Token-level Metacognitive Trigger: Sentence-level activation combined with reward-adaptive penalties makes "when to recall" a learnable, interpretable, and sparse decision.
Unexpected Interpretability Gains: The functionally differentiated memory hierarchy emerges spontaneously rather than being imposed by design, providing empirical clues for the evolution of machine cognition toward natural forms.

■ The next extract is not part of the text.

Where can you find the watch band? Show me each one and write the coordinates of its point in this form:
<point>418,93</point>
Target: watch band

Limitations & Future Work¶

Latent memory is machine-native and not human-readable; forced decoding shows structural patterns but lacks semantic clarity, leaving interpretability limited and debugging/trustworthiness questionable.
The dual-component (Trigger + Weaver) and two-stage training process increase engineering complexity compared to pure retrieval solutions. While sentence-level activation controls overhead, insertion still introduces some inference latency (validated as acceptable in Appendix E.3.3).
Experimental backbones are concentrated between 1.5B–8B; the capacity and gains of latent memory on larger models remain to be verified.
The "Human-like Memory Hierarchy" is based on attributional interpretation from posterior intervention; causal evidence remains relatively weak.

Parametric Memory (FireAct, AgentLumos, Agent-FLAN): Experience enters parameters; powerful but prone to forgetting.
Retrieval-based Memory (Mem0, AWM, ExpeL, MemoryBank, G-Memory, AgentKB): Experience is externalized into databases; no forgetting but remains rigid.
Latent / Latent Computation (Coconut, CODI, CoLaR, SoftCoT, LatentSeek, Co-processor): Using latent states for native reasoning or modulating generation. MemGen belongs to this lineage but emphasizes reasoning-memory interleaving and generative reconstruction.
Insight: Upgrading "memory" from static data/parameters to an "on-demand generative cognitive module" controlled by metacognitive signals provides a new path for self-evolving agents to learn continuously without modifying the backbone.

Rating¶

Novelty: ⭐⭐⭐⭐⭐ "Generative latent memory + token-level metacognitive triggering + frozen backbone dual LoRA" represents a substantive restructuring of the agent memory paradigm and unexpectedly reveals emergent functionally differentiated memory hierarchies.
Experimental Thoroughness: ⭐⭐⭐⭐ 9 datasets across 5 domains, 12 baselines, and 3 backbones. Covers main experiments, generalization, continual learning, and mechanism analysis comprehensively; trade-offs on larger models and latency could be further explored.
Writing Quality: ⭐⭐⭐⭐⭐ The cognitive metaphor of "memory-reasoning interleaving" is consistently maintained. Figures 1 and 2 provide clear comparisons, and the RQ-driven structure ensures a smooth read.
Value: ⭐⭐⭐⭐⭐ Simultaneously addresses the twin pain points of forgetting and rigidity. The method is decoupled from optimization algorithms and backbones, allowing for plug-and-play use, which is highly significant for the self-evolving agent and memory system communities.